With AWS as Xero’s back end, there seems to be limited technical risk, though a glitch that required customers to temporarily transfer their data to another system could prove fatal. As long as Xero is growing fast it will have access to capital, but if Xero hits a significant speed bump capital doors will shut. George Soros was right about reflexivity in financial markets and this is very apparent in tech.
In my opinion as an outsider, they should actually raise capital now. $130 million cash is barely enough to tackle the UK, Asia, South Africa and the USA all at the same time. An extra $100 million or so of marketing and sales spend over the next three years would give Xero a far better chance of success – especially in the USA - and easily justify the dilution.
Xero needs to aim at the world, and if they hit 10% they will have achieved enormous success from here. The market is there for the taking but will require bold moves, and ANZ companies (and people) can be too humble in their ambition. If they expand too slowly they will hand territory and resources over to competitors - whether Intuit or someone like Oracle/Netsuite - who will be able to increase customer acquisition spend accordingly and entrench their advantage.
The true risk to the thesis is that Xero loses a competitive cycle like this.
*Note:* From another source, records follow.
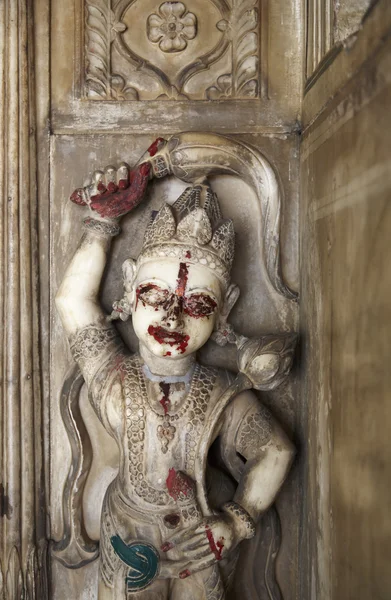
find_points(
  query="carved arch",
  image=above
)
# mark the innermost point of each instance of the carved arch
(194, 155)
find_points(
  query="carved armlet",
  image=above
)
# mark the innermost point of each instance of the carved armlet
(101, 228)
(242, 519)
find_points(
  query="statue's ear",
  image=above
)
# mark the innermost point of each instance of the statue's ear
(129, 274)
(231, 296)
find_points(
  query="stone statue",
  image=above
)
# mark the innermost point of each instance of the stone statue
(163, 535)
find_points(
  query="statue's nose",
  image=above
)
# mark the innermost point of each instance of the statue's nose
(173, 318)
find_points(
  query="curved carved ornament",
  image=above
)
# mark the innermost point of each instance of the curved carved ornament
(210, 53)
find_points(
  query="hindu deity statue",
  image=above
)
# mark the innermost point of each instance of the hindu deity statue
(163, 535)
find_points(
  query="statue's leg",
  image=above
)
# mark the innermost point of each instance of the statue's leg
(205, 585)
(158, 590)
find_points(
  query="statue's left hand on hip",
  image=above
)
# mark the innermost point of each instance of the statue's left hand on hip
(200, 546)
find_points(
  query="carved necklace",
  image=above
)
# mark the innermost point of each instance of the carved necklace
(166, 430)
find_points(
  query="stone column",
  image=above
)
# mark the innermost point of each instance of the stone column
(22, 504)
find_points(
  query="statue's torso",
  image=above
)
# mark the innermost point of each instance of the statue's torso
(150, 441)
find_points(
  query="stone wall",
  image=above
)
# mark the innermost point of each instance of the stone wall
(345, 314)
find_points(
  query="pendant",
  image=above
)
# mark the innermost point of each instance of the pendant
(165, 433)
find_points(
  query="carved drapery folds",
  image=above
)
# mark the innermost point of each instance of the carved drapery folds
(137, 50)
(22, 519)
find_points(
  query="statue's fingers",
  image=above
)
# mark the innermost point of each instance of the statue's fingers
(123, 176)
(192, 542)
(111, 178)
(97, 184)
(79, 197)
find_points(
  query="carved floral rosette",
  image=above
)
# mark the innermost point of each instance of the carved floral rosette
(137, 50)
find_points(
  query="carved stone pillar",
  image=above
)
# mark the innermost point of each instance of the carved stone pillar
(22, 541)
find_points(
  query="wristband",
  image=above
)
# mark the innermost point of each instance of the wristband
(241, 515)
(101, 228)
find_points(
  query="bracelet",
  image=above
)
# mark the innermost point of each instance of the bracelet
(101, 228)
(239, 513)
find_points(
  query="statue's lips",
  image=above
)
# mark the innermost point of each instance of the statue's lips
(165, 336)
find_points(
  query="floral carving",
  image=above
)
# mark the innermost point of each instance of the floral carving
(172, 27)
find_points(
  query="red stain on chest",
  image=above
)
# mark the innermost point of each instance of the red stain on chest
(154, 147)
(216, 547)
(179, 485)
(165, 401)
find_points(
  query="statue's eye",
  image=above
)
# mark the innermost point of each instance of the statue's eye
(152, 294)
(199, 305)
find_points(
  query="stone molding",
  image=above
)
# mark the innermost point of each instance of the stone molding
(22, 535)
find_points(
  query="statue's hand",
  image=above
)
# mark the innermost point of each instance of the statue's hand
(114, 192)
(201, 546)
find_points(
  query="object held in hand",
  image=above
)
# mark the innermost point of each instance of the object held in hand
(113, 193)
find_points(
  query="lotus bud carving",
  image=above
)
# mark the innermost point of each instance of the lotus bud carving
(266, 361)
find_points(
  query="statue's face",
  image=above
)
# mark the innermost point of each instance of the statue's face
(175, 306)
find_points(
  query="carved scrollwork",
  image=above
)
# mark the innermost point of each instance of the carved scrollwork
(100, 82)
(122, 64)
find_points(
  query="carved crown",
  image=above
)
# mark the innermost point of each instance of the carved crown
(194, 230)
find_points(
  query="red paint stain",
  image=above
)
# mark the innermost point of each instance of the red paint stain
(165, 401)
(78, 198)
(172, 338)
(216, 547)
(179, 485)
(184, 574)
(167, 546)
(183, 275)
(154, 147)
(144, 289)
(115, 204)
(172, 521)
(199, 305)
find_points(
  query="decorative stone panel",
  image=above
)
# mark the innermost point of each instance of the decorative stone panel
(148, 50)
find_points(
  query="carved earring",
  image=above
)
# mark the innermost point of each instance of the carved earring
(122, 309)
(224, 332)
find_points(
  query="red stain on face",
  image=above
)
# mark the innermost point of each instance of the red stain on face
(216, 547)
(165, 401)
(179, 485)
(184, 574)
(183, 275)
(172, 338)
(199, 305)
(152, 295)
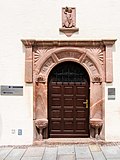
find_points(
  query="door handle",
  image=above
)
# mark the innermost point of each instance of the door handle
(86, 102)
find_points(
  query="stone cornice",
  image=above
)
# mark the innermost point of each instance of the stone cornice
(70, 43)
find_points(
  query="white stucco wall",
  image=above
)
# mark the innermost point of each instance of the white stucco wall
(39, 19)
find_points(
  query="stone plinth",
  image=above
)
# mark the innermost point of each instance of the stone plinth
(41, 124)
(96, 124)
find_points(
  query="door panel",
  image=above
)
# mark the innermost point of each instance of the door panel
(67, 112)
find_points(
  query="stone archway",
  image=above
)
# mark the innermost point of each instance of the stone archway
(43, 56)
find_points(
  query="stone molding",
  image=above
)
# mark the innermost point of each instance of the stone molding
(42, 56)
(36, 49)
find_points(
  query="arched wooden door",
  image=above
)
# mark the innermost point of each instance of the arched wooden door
(68, 101)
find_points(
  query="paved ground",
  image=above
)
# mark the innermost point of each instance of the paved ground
(96, 151)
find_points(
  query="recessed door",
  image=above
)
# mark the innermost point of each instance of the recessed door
(68, 101)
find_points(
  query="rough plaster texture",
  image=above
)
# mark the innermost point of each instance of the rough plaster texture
(40, 20)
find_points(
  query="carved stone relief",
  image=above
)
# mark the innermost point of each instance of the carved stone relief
(68, 21)
(89, 54)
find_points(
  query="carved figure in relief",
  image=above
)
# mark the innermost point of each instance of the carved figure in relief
(40, 78)
(68, 21)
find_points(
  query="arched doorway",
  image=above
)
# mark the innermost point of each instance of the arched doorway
(68, 101)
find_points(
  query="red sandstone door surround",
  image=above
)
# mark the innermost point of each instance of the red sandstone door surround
(42, 56)
(68, 101)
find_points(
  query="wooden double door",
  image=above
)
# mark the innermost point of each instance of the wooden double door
(68, 102)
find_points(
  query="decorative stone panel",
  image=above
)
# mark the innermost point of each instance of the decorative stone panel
(42, 56)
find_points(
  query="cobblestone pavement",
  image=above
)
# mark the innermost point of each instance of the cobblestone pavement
(96, 151)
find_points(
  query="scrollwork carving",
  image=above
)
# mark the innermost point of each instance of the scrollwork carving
(91, 66)
(69, 54)
(97, 79)
(38, 53)
(40, 78)
(47, 64)
(98, 52)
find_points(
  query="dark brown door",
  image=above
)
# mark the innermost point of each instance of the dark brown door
(68, 110)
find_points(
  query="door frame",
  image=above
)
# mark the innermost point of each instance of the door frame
(42, 55)
(86, 76)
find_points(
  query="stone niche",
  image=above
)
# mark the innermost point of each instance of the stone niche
(42, 56)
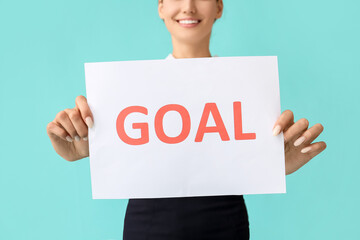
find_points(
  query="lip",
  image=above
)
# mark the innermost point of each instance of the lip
(188, 25)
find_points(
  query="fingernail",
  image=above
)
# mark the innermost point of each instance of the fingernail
(89, 122)
(276, 130)
(305, 150)
(299, 141)
(69, 138)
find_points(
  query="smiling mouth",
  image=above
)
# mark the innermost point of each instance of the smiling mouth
(188, 22)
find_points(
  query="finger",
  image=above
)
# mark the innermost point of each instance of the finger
(54, 129)
(63, 120)
(78, 123)
(314, 149)
(296, 130)
(86, 114)
(309, 135)
(285, 120)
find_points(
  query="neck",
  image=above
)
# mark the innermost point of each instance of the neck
(191, 50)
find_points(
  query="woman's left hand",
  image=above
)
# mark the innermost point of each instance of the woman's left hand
(298, 139)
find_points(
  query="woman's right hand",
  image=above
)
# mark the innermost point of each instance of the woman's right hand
(68, 132)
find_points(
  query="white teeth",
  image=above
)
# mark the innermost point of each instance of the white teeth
(188, 21)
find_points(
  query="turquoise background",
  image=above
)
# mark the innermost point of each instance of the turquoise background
(43, 47)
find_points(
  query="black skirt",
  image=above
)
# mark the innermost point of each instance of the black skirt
(211, 217)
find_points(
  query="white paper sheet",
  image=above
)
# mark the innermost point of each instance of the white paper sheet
(188, 168)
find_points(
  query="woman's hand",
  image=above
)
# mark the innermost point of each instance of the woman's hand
(69, 130)
(298, 139)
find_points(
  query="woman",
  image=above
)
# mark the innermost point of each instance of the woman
(216, 217)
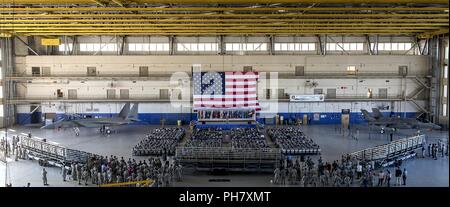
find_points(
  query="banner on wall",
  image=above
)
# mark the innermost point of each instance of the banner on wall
(307, 98)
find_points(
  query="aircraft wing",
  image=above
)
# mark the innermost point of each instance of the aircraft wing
(99, 123)
(62, 124)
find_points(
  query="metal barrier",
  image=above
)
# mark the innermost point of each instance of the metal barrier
(391, 150)
(142, 183)
(53, 153)
(231, 159)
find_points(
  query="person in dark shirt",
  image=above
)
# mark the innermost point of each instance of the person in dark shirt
(398, 175)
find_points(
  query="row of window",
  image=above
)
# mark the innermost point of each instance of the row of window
(209, 47)
(345, 46)
(392, 46)
(158, 47)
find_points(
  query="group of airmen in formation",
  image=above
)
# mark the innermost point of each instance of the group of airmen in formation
(103, 170)
(347, 172)
(247, 138)
(205, 138)
(226, 114)
(159, 142)
(291, 138)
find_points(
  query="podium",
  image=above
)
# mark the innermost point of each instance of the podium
(226, 117)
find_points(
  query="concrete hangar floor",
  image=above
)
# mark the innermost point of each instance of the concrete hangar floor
(423, 172)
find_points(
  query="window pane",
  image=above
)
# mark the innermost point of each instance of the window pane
(351, 68)
(394, 46)
(263, 47)
(208, 47)
(277, 46)
(131, 47)
(360, 46)
(153, 46)
(236, 47)
(408, 46)
(201, 47)
(346, 46)
(352, 46)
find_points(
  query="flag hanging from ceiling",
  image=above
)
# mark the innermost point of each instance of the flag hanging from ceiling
(225, 90)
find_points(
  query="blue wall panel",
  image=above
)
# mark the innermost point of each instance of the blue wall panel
(171, 118)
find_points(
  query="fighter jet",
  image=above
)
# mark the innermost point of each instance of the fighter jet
(394, 123)
(126, 116)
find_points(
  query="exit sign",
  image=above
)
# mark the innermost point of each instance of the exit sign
(50, 41)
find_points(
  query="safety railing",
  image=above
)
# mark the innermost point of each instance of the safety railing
(52, 152)
(390, 150)
(142, 183)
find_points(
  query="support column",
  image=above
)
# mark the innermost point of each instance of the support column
(435, 59)
(8, 88)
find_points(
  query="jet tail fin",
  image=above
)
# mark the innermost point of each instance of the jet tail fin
(125, 111)
(376, 113)
(133, 115)
(367, 116)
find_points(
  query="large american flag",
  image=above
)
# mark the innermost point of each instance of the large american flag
(225, 90)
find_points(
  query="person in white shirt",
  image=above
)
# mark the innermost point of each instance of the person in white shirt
(404, 174)
(359, 170)
(380, 178)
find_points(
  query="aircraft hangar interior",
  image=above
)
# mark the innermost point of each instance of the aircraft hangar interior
(231, 93)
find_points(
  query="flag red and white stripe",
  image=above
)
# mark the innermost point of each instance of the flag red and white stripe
(240, 91)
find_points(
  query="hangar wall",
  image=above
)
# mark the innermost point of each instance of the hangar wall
(379, 71)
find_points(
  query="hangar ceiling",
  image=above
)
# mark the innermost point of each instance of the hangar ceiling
(423, 18)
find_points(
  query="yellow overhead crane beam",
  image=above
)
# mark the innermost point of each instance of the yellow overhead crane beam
(81, 21)
(3, 26)
(232, 1)
(206, 28)
(90, 9)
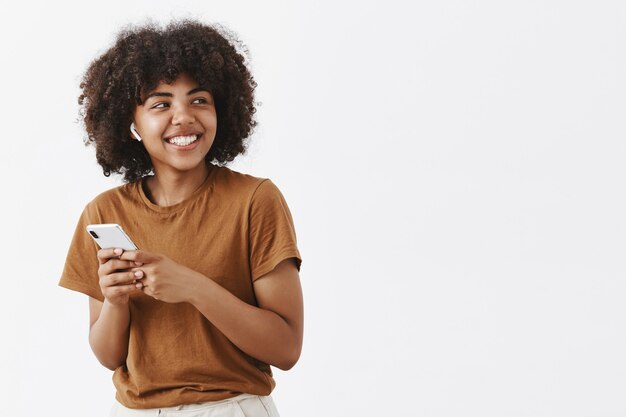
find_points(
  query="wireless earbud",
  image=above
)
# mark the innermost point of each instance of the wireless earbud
(134, 132)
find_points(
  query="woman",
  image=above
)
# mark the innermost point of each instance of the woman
(193, 319)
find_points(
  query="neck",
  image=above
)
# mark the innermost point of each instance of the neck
(167, 188)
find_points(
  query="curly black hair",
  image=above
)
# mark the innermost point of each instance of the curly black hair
(140, 59)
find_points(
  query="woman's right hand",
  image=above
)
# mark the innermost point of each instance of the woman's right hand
(117, 280)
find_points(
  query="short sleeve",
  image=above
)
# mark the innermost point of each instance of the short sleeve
(271, 231)
(80, 272)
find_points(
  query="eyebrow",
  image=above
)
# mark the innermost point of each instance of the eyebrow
(159, 94)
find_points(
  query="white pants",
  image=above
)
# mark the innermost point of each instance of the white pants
(244, 405)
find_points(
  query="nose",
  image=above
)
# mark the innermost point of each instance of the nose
(182, 115)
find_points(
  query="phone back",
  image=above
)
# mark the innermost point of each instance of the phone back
(110, 236)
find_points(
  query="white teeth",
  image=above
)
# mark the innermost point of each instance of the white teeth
(183, 140)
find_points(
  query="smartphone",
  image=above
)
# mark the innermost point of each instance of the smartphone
(110, 236)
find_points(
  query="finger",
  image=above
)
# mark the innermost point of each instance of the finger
(122, 289)
(105, 254)
(118, 264)
(140, 256)
(123, 278)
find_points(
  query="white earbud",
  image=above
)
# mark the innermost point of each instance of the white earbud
(134, 132)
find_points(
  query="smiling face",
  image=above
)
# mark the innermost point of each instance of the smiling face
(177, 123)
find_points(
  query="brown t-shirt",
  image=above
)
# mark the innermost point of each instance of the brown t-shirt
(234, 229)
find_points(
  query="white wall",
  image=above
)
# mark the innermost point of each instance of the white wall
(455, 171)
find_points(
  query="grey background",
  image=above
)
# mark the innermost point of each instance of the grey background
(456, 175)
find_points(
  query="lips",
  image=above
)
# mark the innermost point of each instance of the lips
(183, 140)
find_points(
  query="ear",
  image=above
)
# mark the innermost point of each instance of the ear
(134, 132)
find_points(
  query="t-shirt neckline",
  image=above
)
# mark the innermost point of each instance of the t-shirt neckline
(181, 205)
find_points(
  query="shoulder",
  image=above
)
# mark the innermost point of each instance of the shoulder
(238, 183)
(112, 199)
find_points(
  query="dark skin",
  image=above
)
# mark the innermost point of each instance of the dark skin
(270, 332)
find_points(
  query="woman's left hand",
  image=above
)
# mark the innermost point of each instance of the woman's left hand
(163, 279)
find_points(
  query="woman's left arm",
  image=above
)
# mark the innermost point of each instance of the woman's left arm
(271, 332)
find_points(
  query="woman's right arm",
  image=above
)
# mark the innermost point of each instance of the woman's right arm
(109, 321)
In the not-so-distant future filing cabinets and CDROM financial software will be gone, and most accounting will be done automatically through linked bank and transaction accounts, perused by artificial intelligence and machine learning. Xero’s open approach is well-suited for the challenges of such a fast growing and changing market. Built for this new world from the ground up, we expect Xero to dominate its core markets of Australia and New Zealand, and perhaps the UK, while taking a bite out of the US market. Under modest market share scenarios Xero should rerate upwards. Over the past four years revenue has grown from $38 million to nearly $300 million, and we expect Xero to be posting revenues over $1 billion in no time.